Graeme Ormiston
- Born: Graeme Ormiston Galashiels, Scotland
- Occupation: Rugby union referee

Rugby union career

Refereeing career
- Years: Competition / Apps
- 2014-: Scottish Premiership
- 2019-: Super 6

= Graeme Ormiston =

Graeme Ormiston is a professional rugby union referee who represents the Scottish Rugby Union.

==Rugby union career==

===Referee career===

====Professional career====

Ormiston is a referee on the Borders Rugby Referees Society.

He has refereed in the Scottish Premiership.

Ormiston refereed his first Super 6 match on 14 December 2019 between Heriot's Rugby and Southern Knights.

He is now part of the SRU Premier Referee Panel.

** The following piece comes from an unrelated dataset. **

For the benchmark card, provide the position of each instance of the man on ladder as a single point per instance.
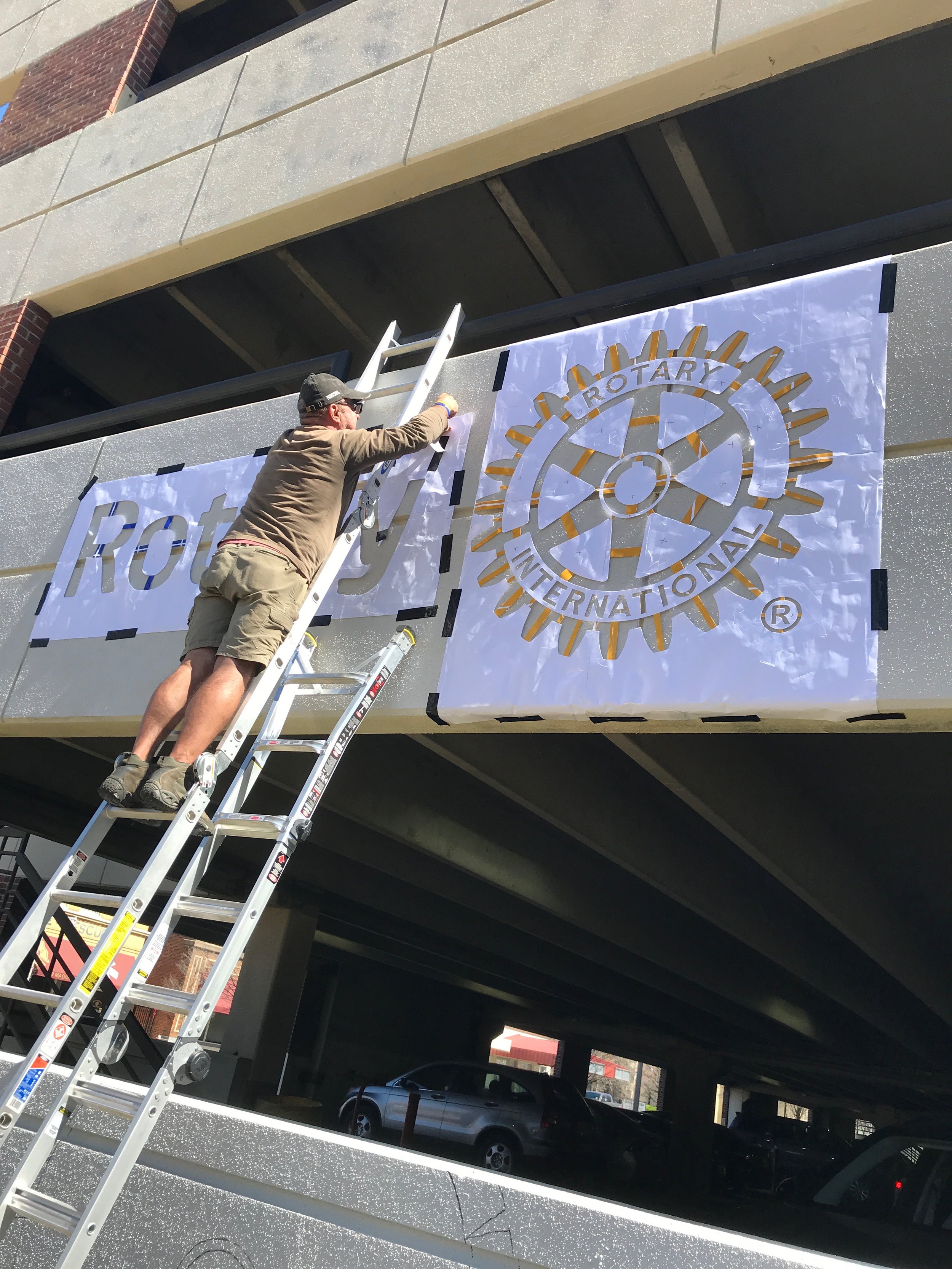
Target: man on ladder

He has refereed in the Kings of the Sevens tournament.

Ormiston has been Assistant Referee in the European Challenge Cup.

Ormiston has been Assistant Referee in the Pro14.

====International career====

He was named as an official in the 2019 Rugby World Cup.

He was Assistant Referee in the Romania v Belgium match on 10 March 2018 in the 2018 Rugby Europe Championship.

He was Assistant Referee in the Russia v Spain match on 10 March 2019 in the 2019 Rugby Europe Championship.

==Cricket career==

He was registered as a player for Gala Cricket club.